Cost structure must be recalculated. A million‑token input means potentially 8× the token use per request. DeepSeek’s pricing is aggressive, but heavy API usage still piles up fast. Developers need to balance “more context for better results” against “token cost control.”

Practical tip: Don’t stuff everything in just because you can. Assess how much context your scenario really needs before choosing window size. A well‑organized 100K input often outperforms a careless 1M dump.

Competitive Landscape: Million Tokens Becoming the Default

Across the industry, million‑token windows are turning from “differentiator” into “baseline”:

  • Google Gemini 2.5 Pro first brought 1M to the API layer
  • DeepSeek V4 Lite joins the club today
  • Anthropic’s Claude still caps at 200K but likely extending soon
  • OpenAI’s GPT series seems conservative here, holding 128K for some time

Interestingly, in this “context‑window arms race,” Chinese model vendors are not lagging. DeepSeek’s Lite matches Gemini’s window size—and given DeepSeek’s usual pricing, likely wins on cost‑effectiveness.
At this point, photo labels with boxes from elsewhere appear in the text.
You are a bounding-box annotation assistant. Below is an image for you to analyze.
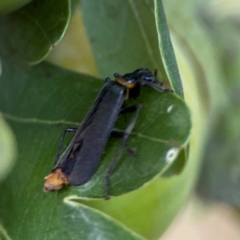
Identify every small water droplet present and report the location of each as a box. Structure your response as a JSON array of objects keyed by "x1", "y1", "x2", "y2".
[
  {"x1": 167, "y1": 105, "x2": 173, "y2": 113},
  {"x1": 166, "y1": 148, "x2": 179, "y2": 163}
]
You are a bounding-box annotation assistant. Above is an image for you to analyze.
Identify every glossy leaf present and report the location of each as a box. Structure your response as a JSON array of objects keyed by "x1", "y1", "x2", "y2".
[
  {"x1": 154, "y1": 0, "x2": 184, "y2": 97},
  {"x1": 0, "y1": 32, "x2": 191, "y2": 239},
  {"x1": 0, "y1": 115, "x2": 16, "y2": 182},
  {"x1": 0, "y1": 0, "x2": 70, "y2": 64},
  {"x1": 81, "y1": 0, "x2": 167, "y2": 81}
]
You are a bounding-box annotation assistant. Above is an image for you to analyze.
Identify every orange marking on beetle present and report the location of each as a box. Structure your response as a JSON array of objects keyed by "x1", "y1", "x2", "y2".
[
  {"x1": 115, "y1": 78, "x2": 136, "y2": 89},
  {"x1": 44, "y1": 168, "x2": 69, "y2": 192}
]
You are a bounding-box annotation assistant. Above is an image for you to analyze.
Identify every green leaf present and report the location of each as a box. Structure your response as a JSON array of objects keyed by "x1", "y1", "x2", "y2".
[
  {"x1": 0, "y1": 0, "x2": 31, "y2": 15},
  {"x1": 81, "y1": 0, "x2": 167, "y2": 81},
  {"x1": 0, "y1": 114, "x2": 16, "y2": 182},
  {"x1": 0, "y1": 0, "x2": 70, "y2": 64},
  {"x1": 154, "y1": 0, "x2": 184, "y2": 98},
  {"x1": 0, "y1": 28, "x2": 191, "y2": 239}
]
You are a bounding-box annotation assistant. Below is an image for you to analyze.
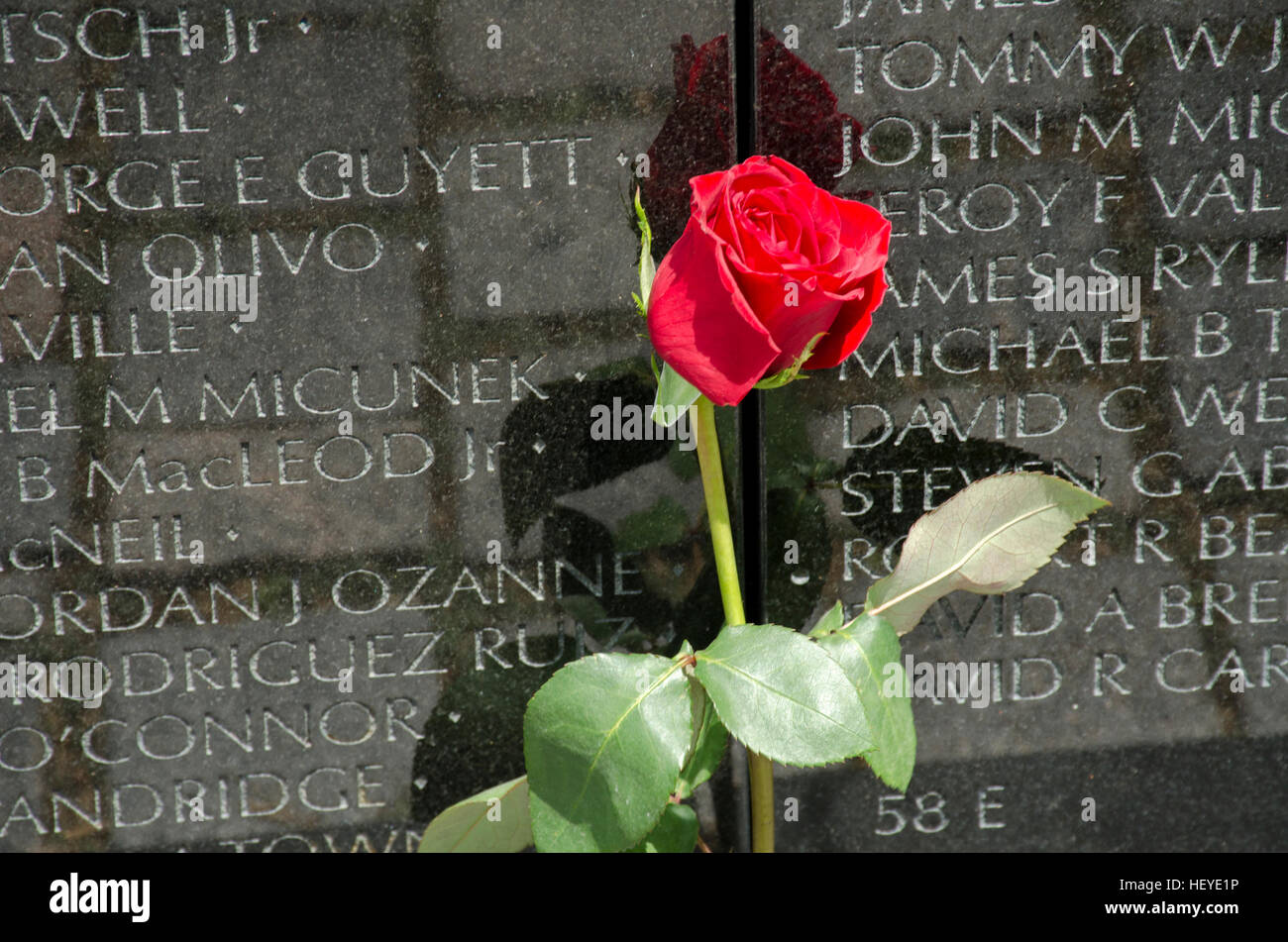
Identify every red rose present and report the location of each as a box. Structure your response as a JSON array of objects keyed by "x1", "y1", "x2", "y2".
[{"x1": 648, "y1": 157, "x2": 890, "y2": 405}]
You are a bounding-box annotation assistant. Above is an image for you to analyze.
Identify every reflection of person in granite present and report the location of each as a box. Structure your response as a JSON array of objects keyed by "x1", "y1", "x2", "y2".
[{"x1": 640, "y1": 30, "x2": 863, "y2": 258}]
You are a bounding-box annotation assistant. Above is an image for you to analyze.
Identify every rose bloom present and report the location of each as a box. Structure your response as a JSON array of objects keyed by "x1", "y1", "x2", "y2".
[{"x1": 648, "y1": 157, "x2": 890, "y2": 405}]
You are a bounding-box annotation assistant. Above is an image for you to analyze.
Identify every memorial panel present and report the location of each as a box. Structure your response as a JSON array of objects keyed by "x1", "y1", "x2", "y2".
[
  {"x1": 757, "y1": 0, "x2": 1288, "y2": 849},
  {"x1": 0, "y1": 0, "x2": 737, "y2": 852}
]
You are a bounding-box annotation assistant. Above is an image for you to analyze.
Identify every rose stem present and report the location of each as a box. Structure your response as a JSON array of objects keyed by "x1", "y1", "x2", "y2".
[{"x1": 693, "y1": 396, "x2": 774, "y2": 853}]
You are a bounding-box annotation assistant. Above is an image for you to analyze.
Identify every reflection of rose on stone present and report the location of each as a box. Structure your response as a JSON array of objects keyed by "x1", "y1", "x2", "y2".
[{"x1": 640, "y1": 30, "x2": 862, "y2": 258}]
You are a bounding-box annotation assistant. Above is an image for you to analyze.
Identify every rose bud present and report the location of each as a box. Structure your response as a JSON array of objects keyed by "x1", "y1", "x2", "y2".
[{"x1": 648, "y1": 157, "x2": 890, "y2": 405}]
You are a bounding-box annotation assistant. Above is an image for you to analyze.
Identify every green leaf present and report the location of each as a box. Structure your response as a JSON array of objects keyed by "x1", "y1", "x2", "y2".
[
  {"x1": 632, "y1": 188, "x2": 657, "y2": 308},
  {"x1": 818, "y1": 612, "x2": 917, "y2": 791},
  {"x1": 866, "y1": 471, "x2": 1109, "y2": 634},
  {"x1": 420, "y1": 775, "x2": 532, "y2": 853},
  {"x1": 695, "y1": 624, "x2": 872, "y2": 766},
  {"x1": 523, "y1": 654, "x2": 693, "y2": 852},
  {"x1": 675, "y1": 679, "x2": 729, "y2": 797},
  {"x1": 652, "y1": 363, "x2": 702, "y2": 427},
  {"x1": 808, "y1": 602, "x2": 845, "y2": 638},
  {"x1": 630, "y1": 804, "x2": 698, "y2": 853},
  {"x1": 614, "y1": 496, "x2": 690, "y2": 552},
  {"x1": 756, "y1": 333, "x2": 827, "y2": 388}
]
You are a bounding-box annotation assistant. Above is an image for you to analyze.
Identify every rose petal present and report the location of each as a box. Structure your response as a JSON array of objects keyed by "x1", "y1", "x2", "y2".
[
  {"x1": 648, "y1": 219, "x2": 781, "y2": 405},
  {"x1": 734, "y1": 270, "x2": 841, "y2": 373},
  {"x1": 805, "y1": 269, "x2": 886, "y2": 369}
]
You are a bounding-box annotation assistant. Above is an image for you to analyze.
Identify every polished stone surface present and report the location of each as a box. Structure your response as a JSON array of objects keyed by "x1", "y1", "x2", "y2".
[
  {"x1": 0, "y1": 1, "x2": 737, "y2": 852},
  {"x1": 759, "y1": 0, "x2": 1288, "y2": 849}
]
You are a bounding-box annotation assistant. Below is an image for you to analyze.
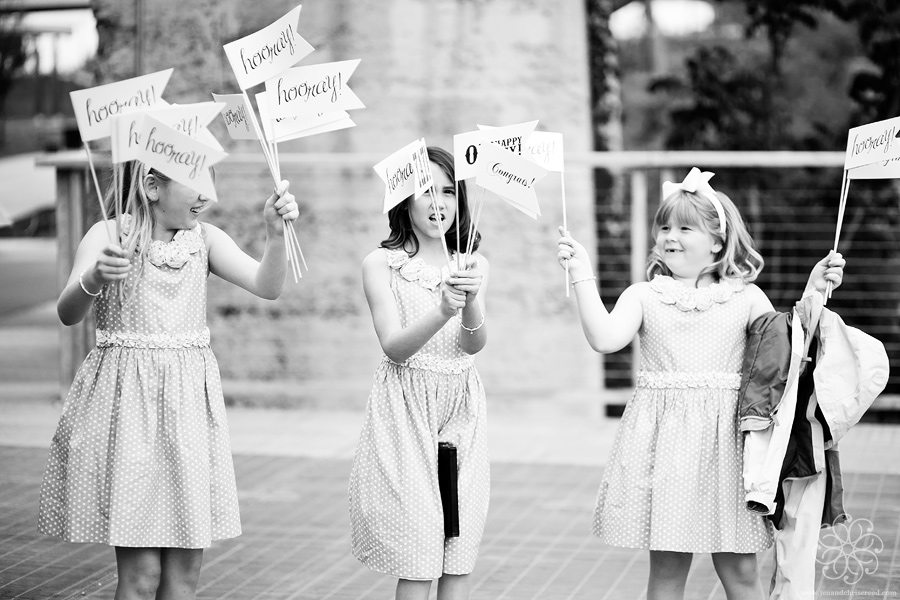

Of course, window size is only one dimension. Reasoning quality, instruction following, code generation, and multimodal understanding are what truly matter for production use. V4 Lite’s performance on these fronts still needs systematic evaluation over time.

Final Thoughts

Today’s API update feels like a warm‑up before V4’s official release—the Lite edition first, the flagship next. DeepSeek’s roadmap is clear.

For developers, now’s the time to test million‑token contexts in real scenarios, starting with your most painful long‑text cases—those that previously required hacks to work around context limits. Try the large window directly and see whether results and costs justify it.

The flagship V4 will likely drop in the coming days. Only with its full benchmarks and pricing can we truly assess DeepSeek’s competitiveness this generation.